The need for marketing when it comes to building the image of your brand amongst your customers and clients is taken as a given in today’s marketplace. You would find very few people who would argue that there’s no benefit to investing in developing your brand image and increasing brand recognition amongst the people who make up your market for the products and services you offer. However, many companies overlook the importance of brand image when building a reputation as an employer.
In the contemporary jobs market, brand recognition is as important for companies looking for new members of staff as it is for attracting new customers or building consumer brand loyalty. When you have a recognisable image, when it comes to recruiting the right people to build your business you will much more easily attract people whose values chime with those of your company if your brand is something to which they can relate.
Branding – not just for customers
When the concept of employer branding first emerged in the late 1990s, the academic paper that coined the phrase defined the concept as covering the benefits of working for a particular employer. This included not just how much an employee was paid but also the psychological benefits and reputation that was associated with an organisation and how that would impact on an individual that worked for them.
While the branding of an organisation for its customers may have an overlap with the way it is perceived as an employer, increasing numbers of organisations are recognising the need to build a brand image that allows potential future employees to connect with the company and identify positive attributes to working for them.
What do you stand for?
In order to give potential future employees a clear idea of your company’s employer brand, it’s important to have clarity on what you stand for as an organisation. In marketing speak; this would be called your proposition and sets out what you want people to associate with your company as an employer and what sets your company apart from the rest.
Working with a marketing strategist, you can find a clear set of principles and statements that speak to potential future employees about your organisation and make them want to join your company above your competitors.
How to market your organisational brand
Once you have a clear idea of what you want to communicate about your company and your ethos, there are many ways in which you can go about communicating this with the world in general and the people you wish to recruit in particular.

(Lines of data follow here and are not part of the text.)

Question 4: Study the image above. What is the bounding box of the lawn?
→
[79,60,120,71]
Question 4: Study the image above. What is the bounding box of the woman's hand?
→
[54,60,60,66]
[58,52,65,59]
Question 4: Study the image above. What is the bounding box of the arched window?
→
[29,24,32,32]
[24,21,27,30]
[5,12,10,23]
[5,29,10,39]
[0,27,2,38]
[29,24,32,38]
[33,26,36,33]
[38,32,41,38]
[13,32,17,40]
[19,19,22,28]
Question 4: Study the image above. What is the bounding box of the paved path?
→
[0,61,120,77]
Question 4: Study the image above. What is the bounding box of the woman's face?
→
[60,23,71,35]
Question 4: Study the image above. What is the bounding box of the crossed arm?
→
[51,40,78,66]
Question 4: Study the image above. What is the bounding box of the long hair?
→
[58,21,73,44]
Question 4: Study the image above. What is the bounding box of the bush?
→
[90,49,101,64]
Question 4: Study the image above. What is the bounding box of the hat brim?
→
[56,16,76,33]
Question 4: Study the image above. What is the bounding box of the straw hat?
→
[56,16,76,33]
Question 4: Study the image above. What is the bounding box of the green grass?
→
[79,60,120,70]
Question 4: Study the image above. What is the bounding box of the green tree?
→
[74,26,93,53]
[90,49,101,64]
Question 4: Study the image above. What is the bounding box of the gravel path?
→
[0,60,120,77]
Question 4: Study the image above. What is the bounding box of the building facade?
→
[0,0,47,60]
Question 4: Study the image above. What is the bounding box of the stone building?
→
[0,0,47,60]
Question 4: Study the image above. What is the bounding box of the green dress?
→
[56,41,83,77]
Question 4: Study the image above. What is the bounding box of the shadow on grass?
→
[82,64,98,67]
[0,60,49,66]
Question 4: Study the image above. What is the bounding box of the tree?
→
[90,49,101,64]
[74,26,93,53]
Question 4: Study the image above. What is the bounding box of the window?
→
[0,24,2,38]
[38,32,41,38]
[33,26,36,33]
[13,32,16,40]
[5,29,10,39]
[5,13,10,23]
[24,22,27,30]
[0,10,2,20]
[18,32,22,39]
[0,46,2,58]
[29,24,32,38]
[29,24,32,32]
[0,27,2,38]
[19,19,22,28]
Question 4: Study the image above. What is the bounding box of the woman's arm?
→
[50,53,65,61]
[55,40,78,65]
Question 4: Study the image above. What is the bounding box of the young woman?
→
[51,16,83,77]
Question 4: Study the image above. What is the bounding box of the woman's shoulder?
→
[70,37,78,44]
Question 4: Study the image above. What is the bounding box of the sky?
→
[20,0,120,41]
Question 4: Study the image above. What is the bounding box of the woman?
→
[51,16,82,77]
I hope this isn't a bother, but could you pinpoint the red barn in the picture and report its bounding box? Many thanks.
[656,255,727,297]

Depending on the size of your organisation, you may choose to go big and market your organisation widely to the general population, building a recognition amongst the public at large and helping to influence opinion before someone even considers wanting to work for you. Some of the big oil companies have done this, blending their customer marketing strategy with their employer brand and setting out their vision and values in large-scale public information campaigns that detail the organisation’s commitment to, for example, environmental causes and public responsibility.
Whatever you decide to make part of your employer brand and however widely you choose to communicate it, a carefully designed strategy can help you make the most of your marketing budget to get the right message to the right people.
Employer branding is becoming a more important part of attracting the right people to the right jobs. Making people aware of what you stand for will stand you in good stead when it comes to targeting your ideal future employees.